They're called Slices because they have Sharp Edges: Even More Go Pitfalls

GOLANG
10 min read

On my last Golang post, I suggested that the main source of confusion in Golang is the fact that the language presents itself as a C-like object oriented language, and dresses itself in C-like syntax, while differing from C-like languages in surprising ways. I argued that many of Go’s pain points actually make sense when viewed in a vacuum, but violate the intuition of someone coming from a C-like language.

The remedy for these pitfalls, then, is to peel back the curtain and expose the inner workings of the language just enough for users to adjust their mental models. I’ve had to do a lot of that while helping develop Dolt, the version-controlled SQL database with git semantics. Sometimes it makes me appreciate Golang more. Other times it just makes me seriously question Go’s language design. It’s a mixed bag for sure.

Last time, we explored how interfaces are actually represented in memory, in order to explain some of their unexpected behavior. This time, I want to apply this same approach to another common source of Go misconceptions: slices.

When I started writing this, I assumed that demystifying slices would be shorter and simpler than demystifying interfaces. Slices are the simpler data structure, so there should be less to be confused by, less to criticize.

What a fool I was.

Misconception: Slices are heap-allocated, fixed-sized arrays.

I’m guilty of encouraging exactly this misconception in my original go pitfalls article. It has just enough right to get your feet wet in Go, and just enough wrong to mess up your day.

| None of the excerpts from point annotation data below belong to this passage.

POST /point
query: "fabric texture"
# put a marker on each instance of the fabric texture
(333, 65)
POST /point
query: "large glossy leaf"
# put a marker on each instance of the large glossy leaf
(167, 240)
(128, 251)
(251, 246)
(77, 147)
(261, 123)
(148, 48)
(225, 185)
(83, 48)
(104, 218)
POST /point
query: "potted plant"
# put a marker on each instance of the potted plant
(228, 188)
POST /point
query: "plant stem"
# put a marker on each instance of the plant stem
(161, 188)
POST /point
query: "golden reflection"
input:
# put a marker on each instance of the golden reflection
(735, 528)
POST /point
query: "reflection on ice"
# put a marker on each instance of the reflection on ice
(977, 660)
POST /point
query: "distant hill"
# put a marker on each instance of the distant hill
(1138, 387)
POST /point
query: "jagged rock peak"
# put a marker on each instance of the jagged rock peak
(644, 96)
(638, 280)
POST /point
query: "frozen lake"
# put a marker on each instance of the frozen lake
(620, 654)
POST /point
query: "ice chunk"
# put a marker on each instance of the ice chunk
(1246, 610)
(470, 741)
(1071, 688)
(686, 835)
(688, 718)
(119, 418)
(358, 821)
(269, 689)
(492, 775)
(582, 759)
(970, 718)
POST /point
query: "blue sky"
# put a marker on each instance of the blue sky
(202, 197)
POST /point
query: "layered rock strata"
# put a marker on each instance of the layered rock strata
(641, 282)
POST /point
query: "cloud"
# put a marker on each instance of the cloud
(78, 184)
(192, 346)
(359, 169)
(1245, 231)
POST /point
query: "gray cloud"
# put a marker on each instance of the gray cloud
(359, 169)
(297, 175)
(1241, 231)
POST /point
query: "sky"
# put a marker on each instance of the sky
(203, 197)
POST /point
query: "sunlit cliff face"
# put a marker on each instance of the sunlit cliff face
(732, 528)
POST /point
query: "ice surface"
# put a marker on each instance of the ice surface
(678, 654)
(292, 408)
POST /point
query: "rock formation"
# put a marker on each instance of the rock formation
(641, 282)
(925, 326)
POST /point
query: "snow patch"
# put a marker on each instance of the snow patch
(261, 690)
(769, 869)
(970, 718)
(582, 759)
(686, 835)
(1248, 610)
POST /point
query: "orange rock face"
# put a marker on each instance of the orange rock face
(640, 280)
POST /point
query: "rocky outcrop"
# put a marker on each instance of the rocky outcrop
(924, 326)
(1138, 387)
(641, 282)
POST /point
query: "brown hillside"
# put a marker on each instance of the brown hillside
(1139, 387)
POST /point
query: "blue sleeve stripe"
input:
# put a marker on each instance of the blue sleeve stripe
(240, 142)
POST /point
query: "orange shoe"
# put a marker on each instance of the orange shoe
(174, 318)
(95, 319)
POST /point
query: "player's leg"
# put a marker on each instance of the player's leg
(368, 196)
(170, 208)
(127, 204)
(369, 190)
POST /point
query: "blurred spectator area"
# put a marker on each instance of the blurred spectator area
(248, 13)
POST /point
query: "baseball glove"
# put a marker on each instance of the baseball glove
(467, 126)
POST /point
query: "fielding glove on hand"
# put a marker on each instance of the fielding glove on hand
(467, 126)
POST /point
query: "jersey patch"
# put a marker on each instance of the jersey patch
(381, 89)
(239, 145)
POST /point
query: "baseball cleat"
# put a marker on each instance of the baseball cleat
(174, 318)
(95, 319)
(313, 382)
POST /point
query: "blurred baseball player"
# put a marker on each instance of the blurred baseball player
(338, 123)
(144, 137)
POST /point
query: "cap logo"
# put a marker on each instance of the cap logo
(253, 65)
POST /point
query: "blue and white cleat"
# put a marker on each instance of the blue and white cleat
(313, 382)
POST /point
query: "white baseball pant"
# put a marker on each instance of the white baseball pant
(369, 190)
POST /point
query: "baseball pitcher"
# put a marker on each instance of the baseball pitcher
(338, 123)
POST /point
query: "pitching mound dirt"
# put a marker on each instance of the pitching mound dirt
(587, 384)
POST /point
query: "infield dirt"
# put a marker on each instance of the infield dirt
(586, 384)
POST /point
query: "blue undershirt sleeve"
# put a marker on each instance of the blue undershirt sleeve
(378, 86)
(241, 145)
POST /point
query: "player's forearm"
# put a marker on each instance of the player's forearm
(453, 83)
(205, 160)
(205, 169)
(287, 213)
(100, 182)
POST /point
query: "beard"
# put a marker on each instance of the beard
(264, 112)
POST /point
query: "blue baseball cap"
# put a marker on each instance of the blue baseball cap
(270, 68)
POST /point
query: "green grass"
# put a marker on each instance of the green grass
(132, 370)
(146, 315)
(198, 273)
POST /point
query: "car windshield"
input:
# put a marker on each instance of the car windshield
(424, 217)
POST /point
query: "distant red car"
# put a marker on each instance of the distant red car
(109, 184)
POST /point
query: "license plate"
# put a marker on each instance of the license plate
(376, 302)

I suspect this misconception exists and gets propagated by people like me because there’s a common use pattern for which this mental model holds. If you’re using slices in go, and you:

  1. Only declare new slices without a value (var s []int)
  2. Extend slices by writing s = append(s, …), and never use a slice after passing it as an input to append

Then slices behave about how you would expect.

This is mostly how we use slices internally in Dolt. It’s easy to read, is sufficient for most common use cases, and has no surprises.

But step off this golden path and here be dragons. Let’s see what happens when we relax some of these constraints.

Relaxing rule 1: “Only declare new slices without a value”

Where this bit me: using if (slice == nil) to check if a slice is empty.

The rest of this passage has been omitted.